In accordance with 28 U.S.C. § 636(b) and Local Civil Rule 73.02(B)(2), D.S.C., all pretrial proceedings in this case were referred to a magistrate judge. This matter is now before the court on the magistrate judge's Report and Recommendation ("Report"), recommending that the court dismiss Norman's complaint without prejudice and without service of process. (ECF No. 10.) The court is charged with making a de novo determination of those portions of the Report to which a party specifically objects, and the court may accept, reject, or modify, in whole or in part, the magistrate judge's recommendation or recommit the matter with instructions. See 28 U.S.C. § 636(b)(1).
In this case, Norman did not object to the Report. In the absence of timely objections, "a district court need not conduct a de novo review, but instead must 'only satisfy itself that there is no clear error on the face of the record in order to accept the recommendation.'" Diamond v. Colonial Life & Acc. Ins. Co., 416 F.3d 310, 315 (4th Cir. 2005) (quoting Fed. R. Civ. P. 72 advisory committee's note). Furthermore, failure to file specific written objections to the Report results in a party's waiver of the right to appeal from the judgment of the District Court based upon the magistrate judge's recommendation. 28 U.S.C. § 636(b)(1); Thomas v.

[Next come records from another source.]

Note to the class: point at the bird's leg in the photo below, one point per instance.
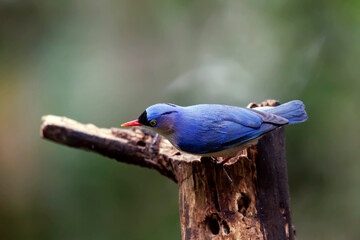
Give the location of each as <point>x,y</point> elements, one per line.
<point>221,164</point>
<point>153,149</point>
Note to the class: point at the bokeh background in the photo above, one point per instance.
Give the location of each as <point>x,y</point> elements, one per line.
<point>105,61</point>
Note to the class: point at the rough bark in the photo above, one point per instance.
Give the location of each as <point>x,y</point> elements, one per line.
<point>256,205</point>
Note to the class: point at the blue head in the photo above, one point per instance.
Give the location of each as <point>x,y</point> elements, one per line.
<point>159,118</point>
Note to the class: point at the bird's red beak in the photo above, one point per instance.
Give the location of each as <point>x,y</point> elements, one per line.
<point>131,123</point>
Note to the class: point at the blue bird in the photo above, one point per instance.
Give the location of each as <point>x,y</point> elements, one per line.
<point>217,130</point>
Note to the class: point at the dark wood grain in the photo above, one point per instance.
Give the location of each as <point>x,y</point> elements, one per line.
<point>256,205</point>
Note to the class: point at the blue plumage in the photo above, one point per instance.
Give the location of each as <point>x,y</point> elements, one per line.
<point>217,130</point>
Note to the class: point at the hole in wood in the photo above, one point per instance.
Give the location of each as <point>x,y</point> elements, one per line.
<point>243,204</point>
<point>213,224</point>
<point>141,143</point>
<point>226,228</point>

Arn, 474 U.S. 140 (1985); Wright v. Collins, 766 F.2d 841 (4th Cir. 1985); United States v. Schronce, 727 F.2d 91 (4th Cir. 1984).
The Report's recommendation relies on the Rooker-Feldman doctrine. However, Norman's complaint does not challenge the state court's order, but rather, alleges separate and distinct constitutional violations by the defendants. Because Norman does not challenge a final decision of a state court, Rooker-Feldman does not apply. See Davani v. Va. Dep't of Transp., 434 F.3d 712, 713 (4th Cir. 2006) ("If [the plaintiff] is not challenging the state court decision, the Rooker-Feldman doctrine does not apply."); see also Dist. of Columbia Ct. of App. v. Feldman, 460 U.S. 462 (1983); Rooker v. Fidelity Trust Co., 263 U.S. 413 (1923).
However, Norman's complaint, as written, does not state a viable claim under § 1983. As the court understands the complaint, Norman was party to a civil contempt proceeding in family court. As a civil, rather than criminal, defendant, Norman was not entitled to Miranda warnings. See Miranda v. Arizona, 384 U.S. 436, 444 (1996); U.S. Const. Amend. V.
In addition, the Due Process Clause does not require that a party be represented by counsel at a civil contempt proceeding. Turner v. Rogers, 131 S. Ct. 2507, 2527 (2011) ("[T]he Due Process Clause does not automatically require the provision of counsel at civil contempt proceedings to an indigent individual who is subject to a child support order, even if that individual faces incarceration (for up to a year)."); see also Hicks v. Feiock, 485 U.S. 624, 637- 41 (1988) (establishing that the Fourteenth Amendment's Due Process Clause requires fewer procedural protections in a civil contempt proceeding than in a criminal case, even if a person's physical liberty is at stake).
Accordingly, Norman's complaint does not allege a constitutional violation actionable under § 1983. Therefore, the court adopts the magistrate judge's recommendation, though not the reasoning of the Report, and Norman's complaint (ECF No. 1) is hereby dismissed without prejudice.
IT IS SO ORDERED.
Timothy M. Cain
United States District Judge
Anderson, South Carolina
September 27, 2013
NOTICE OF RIGHT TO APPEAL
The parties are hereby notified of the right to appeal this order pursuant to Rules 3 and 4 of the Federal Rules of Appellate Procedure, if applicable.